Thursday 16 May 2024

Money (L'Argent) (1983)



The Cannes winner of 1983 was Robert Bresson’s “L’Argent”. This was also his last movie. As Bresson is a familiar name on the List, I knew more or less what sort of territory we are entering here.

The focus of the movie is as the title says, money. Money as the agent of everything that is wrong in the world. The narrative is sort of a chain reaction, starting with a teenage boy who is barred from the kind of allowance he wants and therefore exchange a large counterfeit note in a camera shop. The shopkeeper wants to get rid of those fake money he has and so lets his young assistant, Lucien (Vincent Risterucci) pay for fuel with them. The fuel delivery man, Yvon (Christian Patey) does not suspect a thing, is caught when he tries to pay with them in a cafe. In the ensuing court case Lucien and the shopkeeper denies everything so Yvon gets fired. Out of job, he gets hired for a heist, is caught and sent to prison. Meanwhile, Lucien steals from the shopkeeper, is fired and then goes ahead robbing the shopkeeper. The he goes to prison too. And this is just the beginning.
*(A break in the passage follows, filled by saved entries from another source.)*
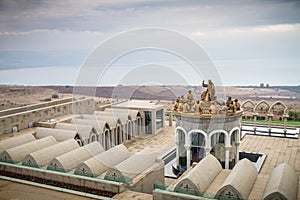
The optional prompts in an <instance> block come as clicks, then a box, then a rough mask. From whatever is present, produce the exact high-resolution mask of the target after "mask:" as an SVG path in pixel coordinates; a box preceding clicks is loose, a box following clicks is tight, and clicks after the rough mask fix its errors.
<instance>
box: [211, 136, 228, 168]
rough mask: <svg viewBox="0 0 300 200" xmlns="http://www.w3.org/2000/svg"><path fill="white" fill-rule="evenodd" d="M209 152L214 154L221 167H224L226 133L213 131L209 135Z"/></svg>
mask: <svg viewBox="0 0 300 200" xmlns="http://www.w3.org/2000/svg"><path fill="white" fill-rule="evenodd" d="M210 137H211V144H210V145H211V147H212V150H211V152H210V153H211V154H212V155H213V156H215V157H216V158H217V159H218V161H219V162H220V164H221V165H222V167H223V168H225V144H226V142H225V141H226V135H225V133H223V132H215V133H214V134H212V135H211V136H210Z"/></svg>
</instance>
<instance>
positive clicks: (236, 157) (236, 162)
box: [235, 142, 241, 164]
mask: <svg viewBox="0 0 300 200" xmlns="http://www.w3.org/2000/svg"><path fill="white" fill-rule="evenodd" d="M240 144H241V143H240V142H237V143H235V150H236V152H235V153H236V155H235V164H237V163H238V162H239V160H240V155H239V150H240V148H239V146H240Z"/></svg>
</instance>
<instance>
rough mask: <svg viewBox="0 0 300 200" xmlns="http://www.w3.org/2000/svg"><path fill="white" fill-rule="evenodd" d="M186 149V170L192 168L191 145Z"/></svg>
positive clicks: (185, 146) (187, 146) (187, 145)
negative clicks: (191, 165) (189, 167)
mask: <svg viewBox="0 0 300 200" xmlns="http://www.w3.org/2000/svg"><path fill="white" fill-rule="evenodd" d="M184 147H185V149H186V168H187V169H188V168H189V167H190V166H191V145H184Z"/></svg>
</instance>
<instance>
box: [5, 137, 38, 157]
mask: <svg viewBox="0 0 300 200" xmlns="http://www.w3.org/2000/svg"><path fill="white" fill-rule="evenodd" d="M34 140H36V139H35V137H34V136H33V135H32V134H26V135H20V136H15V137H11V138H8V139H5V140H1V141H0V153H2V152H3V151H5V150H7V149H10V148H13V147H16V146H19V145H21V144H25V143H28V142H32V141H34Z"/></svg>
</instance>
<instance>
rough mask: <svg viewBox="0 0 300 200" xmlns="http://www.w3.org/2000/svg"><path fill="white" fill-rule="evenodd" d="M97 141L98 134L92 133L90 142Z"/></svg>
mask: <svg viewBox="0 0 300 200" xmlns="http://www.w3.org/2000/svg"><path fill="white" fill-rule="evenodd" d="M95 141H97V135H96V134H92V136H91V138H90V143H92V142H95Z"/></svg>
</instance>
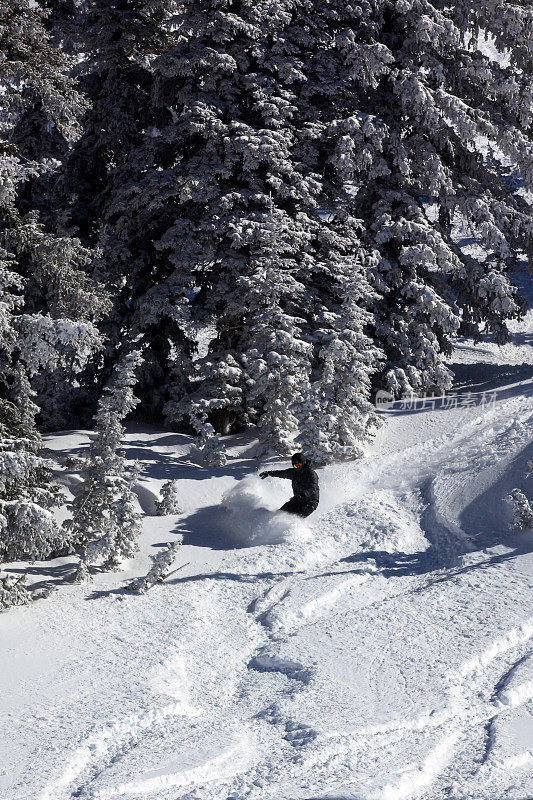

Seen as a conventional movie, “L’Argent” is a pretty shitty movie. It is heavily stylized which means that all the acting is strangely wooden, and the characters are like automatons, delivering their lines and nothing more. All the characters are also flat and the only thing we learn about any of them, even the principal characters, is about their connection to the money in question. They need money and they are willing to compromise anything to get them.

The error here is of course to watch this as a conventional movie. “L’Argent” is an artistic project that is not here to entertain, but to drive an artistic point. The point here is the corruptive effect of money and by reducing the actors to robots, everything outside the money fades away. It is a singular desire. Defence is singular, the law is singular, violence is simply an extension of means to obtain money if other ways are barred.

Is Bresson then successful with his art project? Beauty is in the eye of the beholder as they say. The jury in Cannes obviously found it successful, though being an aging French movie icon would have been to his advantage here. I am not personally as certain. Because everything else fades into the background, the message here is so singular that it is banal. Money is bad. Money corrupts. Money is the cause of everything bad that happens.

The problem with that is that it is not a discussion or a polemic setup. It is simply a statement. If we learned something about the people that was corrupted or the victims there would have been depth to the statement, but instead it is simply a litany of all the horrible things people will do for money. It is just way too simplified. On top of that it is oldest cliché in the world to blame money and greed and by extension capitalism. Not that I in any way want to defend and clear finance and greed of evil, but, come on, this is really cheap.

When Bresson tried to focus on very basic elements in his movies from the fifties, they worked so well be because they condensed to object to stunning clarity. With “L’Argent” he is trying to do the same thing to our relationship with money, but to me it completely lacks the zing of his early movies and instead it feels tired.

It is an art movie and I like the idea of it, even appreciate it. It just does not really work for me.


  1. I'm with you. I found this slow and frustrating, and while the complete lack of any facial expressions in the characters can work in some cases, it really doesn't work for me here.

    1. just did not work. The main competition in Cannes that year must have been thin.